In the second, capsule networks almost halved the best previous error rate on a test that challenges software to recognize toys such as trucks and cars from different angles. Hinton has been working on his new technique with colleagues Sara Sabour and Nicholas Frosst at Google’s Toronto office.
Capsule networks aim to remedy a weakness of today’s machine learning systems that limits their effectiveness. Image-recognition software in use today by Google and others needs a large number of example photos to learn to reliably recognize objects in all kinds of situations. That’s because the software isn’t very good at generalizing what it learns to new scenarios, for example understanding that an object is the same when seen from a new viewpoint.
To teach a computer to recognize a cat from many angles, for example, could require thousands of photos covering a variety of perspectives. Human children, by comparison, don’t need such explicit and extensive training to learn to recognize a household pet.

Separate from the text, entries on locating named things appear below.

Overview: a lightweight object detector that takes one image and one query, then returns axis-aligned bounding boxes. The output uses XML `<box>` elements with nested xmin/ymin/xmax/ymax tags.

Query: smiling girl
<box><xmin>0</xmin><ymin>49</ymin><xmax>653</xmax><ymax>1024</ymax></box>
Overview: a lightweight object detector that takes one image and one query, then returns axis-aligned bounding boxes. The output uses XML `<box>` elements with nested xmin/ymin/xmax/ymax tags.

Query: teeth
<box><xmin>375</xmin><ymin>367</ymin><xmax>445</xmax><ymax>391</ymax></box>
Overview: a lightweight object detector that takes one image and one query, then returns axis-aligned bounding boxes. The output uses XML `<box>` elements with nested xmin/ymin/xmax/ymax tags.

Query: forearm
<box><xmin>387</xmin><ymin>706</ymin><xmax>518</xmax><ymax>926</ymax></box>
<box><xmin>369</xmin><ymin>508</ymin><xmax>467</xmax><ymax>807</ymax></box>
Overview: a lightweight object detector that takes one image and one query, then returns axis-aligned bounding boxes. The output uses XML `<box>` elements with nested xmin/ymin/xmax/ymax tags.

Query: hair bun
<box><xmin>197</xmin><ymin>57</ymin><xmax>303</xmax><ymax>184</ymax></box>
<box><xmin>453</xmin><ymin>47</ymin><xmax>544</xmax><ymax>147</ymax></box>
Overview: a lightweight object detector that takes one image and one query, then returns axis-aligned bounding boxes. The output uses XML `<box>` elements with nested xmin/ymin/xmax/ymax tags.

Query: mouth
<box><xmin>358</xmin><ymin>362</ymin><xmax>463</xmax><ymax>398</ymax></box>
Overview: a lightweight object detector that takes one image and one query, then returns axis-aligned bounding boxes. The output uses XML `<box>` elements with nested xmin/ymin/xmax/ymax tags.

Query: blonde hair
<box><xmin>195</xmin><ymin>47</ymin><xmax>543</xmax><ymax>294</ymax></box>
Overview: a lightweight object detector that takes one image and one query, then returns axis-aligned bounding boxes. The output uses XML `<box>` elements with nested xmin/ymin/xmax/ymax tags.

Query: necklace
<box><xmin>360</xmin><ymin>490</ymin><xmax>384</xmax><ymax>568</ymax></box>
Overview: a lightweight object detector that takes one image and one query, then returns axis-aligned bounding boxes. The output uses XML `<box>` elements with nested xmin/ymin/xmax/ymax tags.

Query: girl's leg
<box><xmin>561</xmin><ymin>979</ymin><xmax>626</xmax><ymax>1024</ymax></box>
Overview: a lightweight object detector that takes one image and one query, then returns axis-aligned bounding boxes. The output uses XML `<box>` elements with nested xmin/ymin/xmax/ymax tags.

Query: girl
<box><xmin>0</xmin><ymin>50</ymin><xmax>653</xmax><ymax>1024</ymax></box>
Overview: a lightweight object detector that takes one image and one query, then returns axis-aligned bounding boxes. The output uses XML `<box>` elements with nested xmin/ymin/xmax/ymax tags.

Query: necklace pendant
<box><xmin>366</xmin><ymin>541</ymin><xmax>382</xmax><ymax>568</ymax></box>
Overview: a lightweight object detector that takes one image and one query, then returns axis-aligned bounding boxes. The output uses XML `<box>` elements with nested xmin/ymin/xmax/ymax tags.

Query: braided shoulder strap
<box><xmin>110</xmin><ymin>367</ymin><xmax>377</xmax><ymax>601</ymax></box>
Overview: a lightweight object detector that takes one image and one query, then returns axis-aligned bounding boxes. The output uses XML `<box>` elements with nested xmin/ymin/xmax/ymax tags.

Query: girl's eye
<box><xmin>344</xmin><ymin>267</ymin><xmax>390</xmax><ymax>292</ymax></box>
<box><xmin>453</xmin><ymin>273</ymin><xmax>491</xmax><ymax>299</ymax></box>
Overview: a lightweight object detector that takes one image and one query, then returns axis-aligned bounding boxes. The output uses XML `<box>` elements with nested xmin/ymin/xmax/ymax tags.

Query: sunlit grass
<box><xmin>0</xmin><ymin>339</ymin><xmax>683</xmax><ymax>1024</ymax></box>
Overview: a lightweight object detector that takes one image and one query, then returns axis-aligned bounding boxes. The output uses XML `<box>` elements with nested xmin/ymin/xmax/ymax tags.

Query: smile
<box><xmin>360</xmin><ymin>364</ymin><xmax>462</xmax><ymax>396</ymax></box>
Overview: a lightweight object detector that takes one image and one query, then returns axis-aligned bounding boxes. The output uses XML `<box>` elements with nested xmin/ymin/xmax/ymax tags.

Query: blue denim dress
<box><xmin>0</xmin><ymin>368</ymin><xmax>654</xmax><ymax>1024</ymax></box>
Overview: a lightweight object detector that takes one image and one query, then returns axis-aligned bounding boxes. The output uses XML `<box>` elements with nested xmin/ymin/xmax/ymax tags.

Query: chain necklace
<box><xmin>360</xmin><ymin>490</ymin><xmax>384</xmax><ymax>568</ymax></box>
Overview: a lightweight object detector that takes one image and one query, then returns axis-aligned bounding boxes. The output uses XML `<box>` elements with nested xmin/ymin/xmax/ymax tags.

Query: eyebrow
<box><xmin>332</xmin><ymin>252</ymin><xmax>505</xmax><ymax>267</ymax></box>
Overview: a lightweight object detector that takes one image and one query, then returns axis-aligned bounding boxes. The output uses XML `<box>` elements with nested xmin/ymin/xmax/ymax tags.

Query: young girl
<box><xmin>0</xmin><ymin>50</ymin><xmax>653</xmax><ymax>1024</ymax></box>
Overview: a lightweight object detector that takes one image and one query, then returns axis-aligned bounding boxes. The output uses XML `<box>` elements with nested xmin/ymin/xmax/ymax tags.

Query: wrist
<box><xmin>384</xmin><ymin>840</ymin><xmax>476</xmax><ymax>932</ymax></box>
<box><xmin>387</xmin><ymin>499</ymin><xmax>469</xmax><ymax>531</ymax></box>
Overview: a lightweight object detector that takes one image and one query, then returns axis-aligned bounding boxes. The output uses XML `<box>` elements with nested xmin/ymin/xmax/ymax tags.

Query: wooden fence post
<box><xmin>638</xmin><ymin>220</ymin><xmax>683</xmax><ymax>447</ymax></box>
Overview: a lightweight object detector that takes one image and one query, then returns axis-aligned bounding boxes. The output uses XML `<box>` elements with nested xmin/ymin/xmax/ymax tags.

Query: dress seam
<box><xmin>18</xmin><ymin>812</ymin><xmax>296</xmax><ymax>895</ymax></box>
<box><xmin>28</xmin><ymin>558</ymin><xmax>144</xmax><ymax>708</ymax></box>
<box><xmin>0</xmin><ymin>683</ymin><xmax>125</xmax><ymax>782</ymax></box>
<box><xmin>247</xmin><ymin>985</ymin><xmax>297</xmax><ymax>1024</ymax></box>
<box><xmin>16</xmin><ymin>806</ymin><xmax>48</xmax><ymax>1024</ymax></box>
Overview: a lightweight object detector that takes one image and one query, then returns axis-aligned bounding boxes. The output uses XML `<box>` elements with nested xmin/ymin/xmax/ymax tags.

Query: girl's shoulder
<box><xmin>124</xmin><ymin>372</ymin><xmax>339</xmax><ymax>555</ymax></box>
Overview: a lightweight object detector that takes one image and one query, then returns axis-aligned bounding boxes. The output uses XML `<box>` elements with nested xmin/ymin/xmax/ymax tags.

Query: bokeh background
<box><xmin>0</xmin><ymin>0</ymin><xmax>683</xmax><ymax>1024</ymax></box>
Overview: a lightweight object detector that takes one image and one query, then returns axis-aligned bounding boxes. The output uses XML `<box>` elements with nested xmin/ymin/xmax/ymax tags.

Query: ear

Hinton’s idea for narrowing the gulf between the best AI systems and ordinary toddlers is to build a little more knowledge of the world into machine vision software. Capsules, that are small groups of crude virtual neurons, are designed to track different parts of an object, such as a cat’s nose and ears, and their relative positions in space. Ergo a network of many capsules can use that awareness to understand when a new scene is in fact a different view of something it has seen before. And that’s the breakthrough.
Hinton formed his intuition that machine vision systems “need such an inbuilt sense of geometry” in 1979, when he was trying to figure out how humans use mental imagery, and he first laid out a preliminary design for capsule networks in 2011.
“Everyone has been waiting for the next great leap from Geoff,” says Kyunghyun Cho, a professor at New York University who works on image recognition.
It’s too early to say how big a leap Hinton has made – and he knows it. The AI veteran segues from quietly celebrating that his intuition is now supported by evidence, to explaining that capsule networks still need to be proven on large image collections, and that the current implementation is slow compared to existing image-recognition software.
Hinton is optimistic he can address those shortcomings. Others in the field are also hopeful about his long-maturing idea.
Roland Memisevic, co-founder of image-recognition startup Twenty Billion Neurons, and a professor at University of Montreal, says Hinton’s basic design should be capable of extracting more understanding from a given amount of data than existing systems. If proven out at scale, that could be helpful in domains such as healthcare, where image data to train AI systems is much scarcer than the large volume of selfies available around the internet.
In some ways, capsule networks are a departure from a recent trend in AI research. One interpretation of the recent success of neural networks is that humans should encode as little knowledge as possible into AI software, and instead make them figure things out for themselves from scratch.
Gary Marcus, a professor of psychology at NYU who sold an AI startup to Uber, says Hinton’s thinking represents a welcome breath of fresh air and argues that AI researchers should be doing more to mimic how the brain uses its own built-in, innate machinery for learning crucial skills like vision and language.
“It’s too early to tell how far this particular architecture will go, but it’s great to see Hinton breaking out of the rut that the field has seemed fixated on,” Marcus says.